Montée des think tanks en Chine

Avant de finir, je vais juste partager un exemple de cette montée des think tanks en Chine. Voyez comment la Chine a progressé scientifiquement, technologiquement et socialement, quoi que l’on dise. Elle n’a pas opéré dans le vide. Il y a des gens derrière. Il y a des scientifiques de très haute qualité, des techniciens et des businessmen. Les chercheurs et les savants chinois en Chine et formés à l’extérieur, en Occident, surtout aux États-Unis, rentrent chez eux parce que les conditions deviennent très attractives.

 

Conditions attractives

Pour vous donner un exemple, Sustech offre aux scientifiques un salaire qui équivaut à peu près à 80% du salaire qu’ils percevraient aux États-Unis. Donc cela devient assez attrayant pour qu’ils reviennent. Il n’y a rien de tel pour attirer les savants dans leur pays d’origine qu’un gouvernement qui soutient la formation de think-tanks. C’est demandé par les leaders politiques surtout pour soutenir et booster cette révolution digitale. La Chine a donc, ces dernières années, accumulé un capital humain de qualité très important.

 

Collaboration tripartite

Les recherches sur les think-tanks chinois ont démontré qu’il y a une tendance qui mène vers une collaboration tripartite : entre les officiels du gouvernement, les chefs d’entreprises et les universitaires.

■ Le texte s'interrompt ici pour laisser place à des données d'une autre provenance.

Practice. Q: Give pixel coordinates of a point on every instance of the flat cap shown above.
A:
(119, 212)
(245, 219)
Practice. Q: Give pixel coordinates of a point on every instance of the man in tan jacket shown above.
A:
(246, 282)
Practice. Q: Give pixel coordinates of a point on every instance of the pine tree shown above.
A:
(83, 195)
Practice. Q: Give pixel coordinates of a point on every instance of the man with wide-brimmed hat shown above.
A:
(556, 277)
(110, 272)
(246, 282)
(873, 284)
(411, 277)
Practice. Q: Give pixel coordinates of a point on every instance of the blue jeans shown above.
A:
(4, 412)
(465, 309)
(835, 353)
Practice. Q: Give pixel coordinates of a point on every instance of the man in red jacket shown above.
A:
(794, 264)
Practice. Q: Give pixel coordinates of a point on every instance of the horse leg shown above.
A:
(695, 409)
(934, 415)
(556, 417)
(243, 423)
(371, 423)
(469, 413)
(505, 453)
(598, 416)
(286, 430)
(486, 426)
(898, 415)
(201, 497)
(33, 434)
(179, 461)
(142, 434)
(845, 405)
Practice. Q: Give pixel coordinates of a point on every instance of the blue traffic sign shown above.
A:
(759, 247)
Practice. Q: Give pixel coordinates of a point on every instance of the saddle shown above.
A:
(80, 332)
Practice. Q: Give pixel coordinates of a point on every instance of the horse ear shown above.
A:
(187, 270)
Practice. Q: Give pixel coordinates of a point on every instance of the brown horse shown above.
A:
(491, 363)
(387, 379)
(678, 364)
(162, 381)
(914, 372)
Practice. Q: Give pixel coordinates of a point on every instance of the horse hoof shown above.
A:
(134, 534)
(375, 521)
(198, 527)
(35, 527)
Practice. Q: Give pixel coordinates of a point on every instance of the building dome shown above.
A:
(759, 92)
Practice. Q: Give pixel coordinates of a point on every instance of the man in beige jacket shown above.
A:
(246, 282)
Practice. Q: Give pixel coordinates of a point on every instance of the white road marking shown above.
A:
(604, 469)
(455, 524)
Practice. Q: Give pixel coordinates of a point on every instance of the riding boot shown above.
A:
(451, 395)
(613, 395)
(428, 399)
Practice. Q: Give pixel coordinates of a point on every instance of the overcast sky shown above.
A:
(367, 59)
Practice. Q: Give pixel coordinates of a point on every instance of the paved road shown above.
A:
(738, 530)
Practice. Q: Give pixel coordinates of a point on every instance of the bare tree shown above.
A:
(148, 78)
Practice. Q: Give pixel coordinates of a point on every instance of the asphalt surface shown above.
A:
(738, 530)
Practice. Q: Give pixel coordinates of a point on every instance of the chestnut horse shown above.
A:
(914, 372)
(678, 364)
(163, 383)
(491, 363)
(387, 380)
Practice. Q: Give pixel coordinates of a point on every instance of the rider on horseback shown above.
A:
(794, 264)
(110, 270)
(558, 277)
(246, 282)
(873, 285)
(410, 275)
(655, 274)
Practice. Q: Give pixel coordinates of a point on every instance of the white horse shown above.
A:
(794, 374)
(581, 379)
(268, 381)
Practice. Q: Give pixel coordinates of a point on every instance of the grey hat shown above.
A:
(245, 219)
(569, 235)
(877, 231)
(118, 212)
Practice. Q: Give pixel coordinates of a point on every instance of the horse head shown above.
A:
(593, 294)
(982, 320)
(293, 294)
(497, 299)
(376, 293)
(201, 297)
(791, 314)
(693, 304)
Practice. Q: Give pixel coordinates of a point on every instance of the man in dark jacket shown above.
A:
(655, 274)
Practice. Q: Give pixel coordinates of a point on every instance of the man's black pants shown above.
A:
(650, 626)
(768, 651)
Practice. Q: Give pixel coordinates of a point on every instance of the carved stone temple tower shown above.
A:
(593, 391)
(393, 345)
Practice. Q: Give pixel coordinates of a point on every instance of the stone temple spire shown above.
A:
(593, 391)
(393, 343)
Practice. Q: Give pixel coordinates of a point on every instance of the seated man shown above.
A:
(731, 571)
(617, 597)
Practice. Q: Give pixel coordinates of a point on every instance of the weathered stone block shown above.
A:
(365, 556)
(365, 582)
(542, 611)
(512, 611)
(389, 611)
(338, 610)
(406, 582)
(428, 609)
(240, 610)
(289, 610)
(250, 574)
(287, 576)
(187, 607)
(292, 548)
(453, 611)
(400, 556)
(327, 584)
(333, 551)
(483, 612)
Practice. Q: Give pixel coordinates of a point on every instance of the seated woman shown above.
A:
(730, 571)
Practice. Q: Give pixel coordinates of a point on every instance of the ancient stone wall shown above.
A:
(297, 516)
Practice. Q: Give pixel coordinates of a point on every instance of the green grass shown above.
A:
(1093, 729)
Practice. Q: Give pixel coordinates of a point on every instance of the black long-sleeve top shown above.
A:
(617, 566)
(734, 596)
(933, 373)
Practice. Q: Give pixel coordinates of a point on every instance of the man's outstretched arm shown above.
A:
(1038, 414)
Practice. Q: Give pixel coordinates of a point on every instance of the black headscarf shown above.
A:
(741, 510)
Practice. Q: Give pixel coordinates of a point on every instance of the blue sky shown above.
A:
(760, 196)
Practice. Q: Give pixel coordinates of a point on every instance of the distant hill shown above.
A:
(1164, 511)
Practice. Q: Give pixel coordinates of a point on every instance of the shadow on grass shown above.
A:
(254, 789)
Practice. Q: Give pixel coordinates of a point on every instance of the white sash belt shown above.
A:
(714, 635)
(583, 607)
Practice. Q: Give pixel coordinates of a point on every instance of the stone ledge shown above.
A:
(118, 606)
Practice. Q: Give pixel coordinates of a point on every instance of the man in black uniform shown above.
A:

Je vais vous citer un des think-tanks les plus en vue aujourd’hui en Chine, qui s’appelle le China Center for International Economic Exchanges (CCIEE). C’est un “super think-tank”, comme il est appelé en Chinois. Que se passe-t-il au CCIEE ?

 

Super think tank

Le dirigeant du CCIEE est un ancien vice-Premier ministre. C’est une tendance, les hommes politiques de haut niveau, lorsqu’ils finissent leur carrière au gouvernement,se battent pour rentrer dans les think-tank. Il y amènent ce vécu d’homme politique et éclairent la pratique de la recherche en politique. Les entreprises chinoises privées, maintenant, financent les think-tanks, puisqu’elles veulent influencer les décisions politiques en leur faveur, comme les lobbyistes autour de Washington.

 

Et bien sûr, pendant ce temps-là, les chercheurs sont très contents de pouvoir entrer dans des centres comme cela, où il y a une interaction intensive entre les dirigeants politiques, les chefs d’entreprise et les universitaires.

 

Sur cela, je vais terminer en vous disant que nous avons déjà commencé quelques projets. Pour le projet de Coopération Lancang-Mékong, nous avons commencé à travailler sur la chaîne de valeur dans l’agriculture et sur l’agriculture sous contrat au Cambodge et dans la région du Mékong. Le règlement pour avoir accès à ces fonds chinois de la Coopération Lancang-Mékong, c’est de travailler avec au moins deux autres pays de la région.

 

Nous avons aussi travaillé sur un tout petit projet pour évaluer le rôle des entreprises chinoises dans le développement de la zone économique spéciale de Sihanoukville, et je crois que si nous avons la chance de nous revoir ici à nouveau, j’aurai plus de données.